Мама устроилась заведующей в детский сад, но меня решили отдать в другой сад. Из этических соображений.
Вообще мама была незаурядным человеком. Она с отличием окончила русскую гимназию, много читала, состояла даже в тайной сионистской организации. Руководитель организации был арестован, а маму спасло, что, будучи беременной сестренкой Кларусей, она перестала посещать собрания организации. В воскресенье, 22 июня 1941 года в 4 часа утра немцы начали бомбить Киев. В 5 часов началась бомбежка Винницы. В первую же ночь они разбомбили мост через Буг, соединявший две части города. Начали бомбить вокзал. Люди метались по городу в поисках средств передвижения, чтобы покинуть город. Ползли слухи, что немцы никого не тронут, вспоминали, как они вели войну в 1914 году. Жителей тогда не трогали.
В 6 часов утра 22 июня за моим отцом приехала машина (он работал в ОСОВИАХИМе). В 12 часов отец вернулся домой, и, собрав всех жителей нашего двора, сказал, что немцы будут издеваться и убивать местных жителей, особенное евреев, а людей других национальностей будут высылать на каторжные работы в Германию или сажать в концлагеря. Ему дают спецвагон-теплушку и он сможет забрать всех, кто захочет.
Многие не поверили его словам. После войны я вернулась в Винницу и услышала много трагических рассказов о том, что сделали фашисты за три с половиной года пребывания в городе. Украинцев, русских, родные которых служили в Красной армии, увозили в Германию.

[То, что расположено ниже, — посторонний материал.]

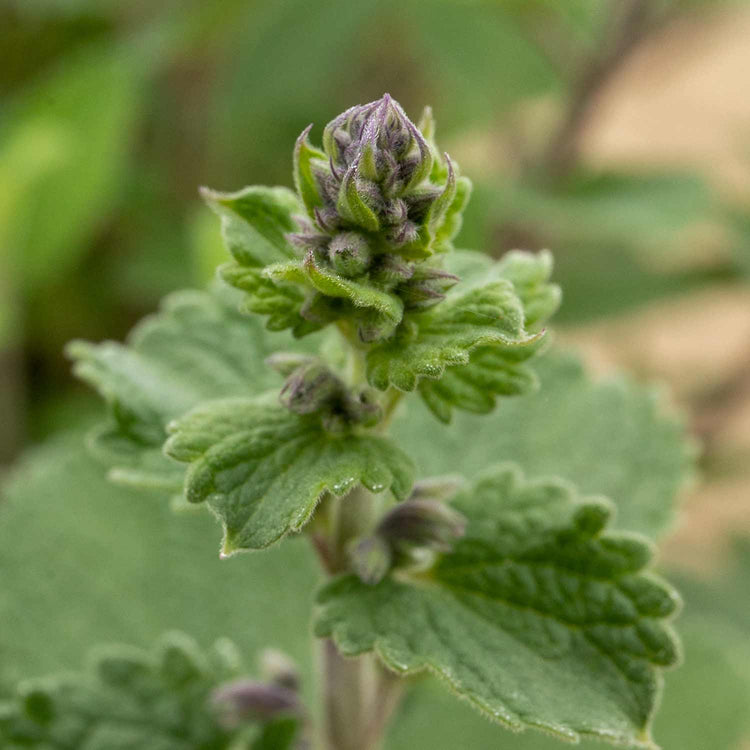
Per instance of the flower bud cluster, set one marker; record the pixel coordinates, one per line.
(311, 388)
(377, 198)
(410, 534)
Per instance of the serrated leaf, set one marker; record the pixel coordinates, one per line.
(128, 698)
(538, 617)
(475, 314)
(304, 179)
(263, 469)
(254, 225)
(280, 301)
(614, 437)
(491, 372)
(197, 347)
(497, 370)
(255, 222)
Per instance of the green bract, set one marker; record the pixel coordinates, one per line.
(511, 589)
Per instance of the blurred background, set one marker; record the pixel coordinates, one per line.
(617, 133)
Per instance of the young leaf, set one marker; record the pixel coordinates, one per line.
(538, 617)
(198, 347)
(262, 469)
(614, 437)
(129, 698)
(479, 314)
(254, 224)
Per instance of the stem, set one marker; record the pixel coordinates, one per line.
(359, 695)
(630, 22)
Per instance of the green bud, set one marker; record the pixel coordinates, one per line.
(371, 558)
(349, 254)
(426, 287)
(285, 363)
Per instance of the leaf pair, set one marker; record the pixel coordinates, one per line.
(538, 616)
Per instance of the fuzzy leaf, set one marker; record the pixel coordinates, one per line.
(615, 438)
(538, 617)
(129, 698)
(198, 347)
(263, 469)
(254, 225)
(482, 313)
(255, 222)
(496, 370)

Евреев вывели за город, велели раздеться догола, дали лопаты и заставили вырыть глубокий ров. Туда штыками заталкивали обезумевших людей. Немцы экономили патроны и людей буквально затаптывали сапогами. Потом всю ночь следили, чтобы никто не мог спастись. Когда утром они ушли, несколько человек смогли выбраться и скрылись в лесу. Так люди узнали об этом чудовищном преступлении.
Наша семья и несколько соседей сели в теплушку. Что же мы взяли с собой? Одно ведро, одну подушку, одно одеяло. Папа сказал, что мы остановимся в Киеве. Немцы не смогут взять Киев.
Все оказалось гораздо драматичнее. Поезд двигался вперед только ночами, так как немцы бомбили все, что движется. На станции Жмеринка разбомбили днем целый эшелон. Я видела окровавленные тела на путях. Взрослые расчистили путь, и наш эшелон ночью снова двинулся на юг через Куйбышев к Казахстану. Туда добирались целый месяц. Наше ведро пригодилось всему вагону. В нем варили знаменитую «затируху» — в кипящую воду бросается мука и получается «знаменитое варево». Особенно я любила комочки муки, которые не успели развариться.
На станциях поезд останавливался ненадолго. Жители выносили кое-какие продукты и мы платили за них огромные деньги. У нас были сбережения (родители хотели купить дом). Вот они и пригодились в пути. Мама очень экономила, нас кормила, а сама практически голодала. Пока мы добрались до Казахстана, в нашем вагоне умерло много людей.
Однажды ночью поезд остановился на какой-то казахской станции. Здесь был колхоз. Председатель его предложил беженцам остаться в колхозе. А как мама могла остаться с 3-летним и 13-летним детьми? Какие мы были работники?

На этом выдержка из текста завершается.